“Marcadas, não derrotadas”

Quando a fome chegou à casa de Mariana e Patrícia, há dezasseis anos, “Portugal estava quase igual a hoje, em risco de fome”. Agora acreditam que será pior para milhares de pessoas a viver no Porto e em Lisboa, com menos do que o Salário Mínimo Nacional.

O medo da fome é o molde da depressão e o segredo de Mariana e Patrícia. De rosto escondido, choram porque “pedir ajuda para comer e vestir-se dói tanto como não ter nada”. Nunca conseguiram recuperar parte da vida depois da grande crise económica e social de 2006 e têm a certeza de que, “a de 2022 é muito pior”.

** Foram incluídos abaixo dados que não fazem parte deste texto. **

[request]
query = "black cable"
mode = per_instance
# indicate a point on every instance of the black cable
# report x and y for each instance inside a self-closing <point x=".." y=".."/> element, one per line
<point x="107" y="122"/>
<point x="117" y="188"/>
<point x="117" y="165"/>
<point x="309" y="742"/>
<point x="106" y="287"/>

Estão “marcadas, não derrotadas”, em lados opostos do país e com famílias que não podiam ser mais diferentes, sobrevivem com a ajuda das equipas sociais da AMI, que as acompanham com apoio psicológico e alimentar. No Porto, Mariana ainda combate a sombra da fome, em Lisboa Patrícia foge aos ecos da violência doméstica.

O Programa Operacional de Apoio às Pessoas Mais Carenciadas e o acesso a material escolar doado permitiram-lhes, pelo menos nos últimos anos, manter os filhos a salvo. Fazem parte das cerca de 80.000 pessoas apoiadas em Portugal por este programa, sem o qual, admitem, “não conseguiriam comer”. E entram nos números do EUROSTAT – Gabinete de Estatísticas da União Europeia que referenciou dois milhões e trezentos mil portugueses na pobreza.

Numa vida que “parece ter pertencido a outra pessoa”, Mariana foi fisioterapeuta e o marido empregado de alfândega. Ficaram sem trabalho em 2004, considerados desatualizados e demasiado “velhos” para abraçar outra profissão. Ela dedicou os dias aos filhos, um deles com 95% de incapacidade. Ele tentou trabalhar como agente imobiliário.

A primeira ajuda que a ex-fisioterapeuta recebeu no Centro Porta Amiga do Porto foi psicológica e “estava tão devastada que nem tinha a noção do que precisava”, recorda.

“Recolher o primeiro cabaz alimentar foi uma tortura e ao mesmo tempo uma salvação.”

“Recolher o primeiro cabaz alimentar foi uma tortura e ao mesmo tempo uma salvação”. Mariana diz que “há quem faça dos apoios sociais um modo de vida e há quem veja um cabaz alimentar ou o Rendimento Social de Inserção como sinal de ter perdido tudo, pelo qual trabalharam.

Junto com o marido, combinou esconder a situação da família. Para todos os efeitos, continuavam a sobreviver com os subsídios de desemprego e a ajuda extra de uma conta poupança.

A filha descobriu o que estava a acontecer quando, um dia, viu a mãe “chegar das compras” e perguntou “se a mãe e o pai não têm trabalho, como compram as coisas?”. Mariana não pôde esconder mais.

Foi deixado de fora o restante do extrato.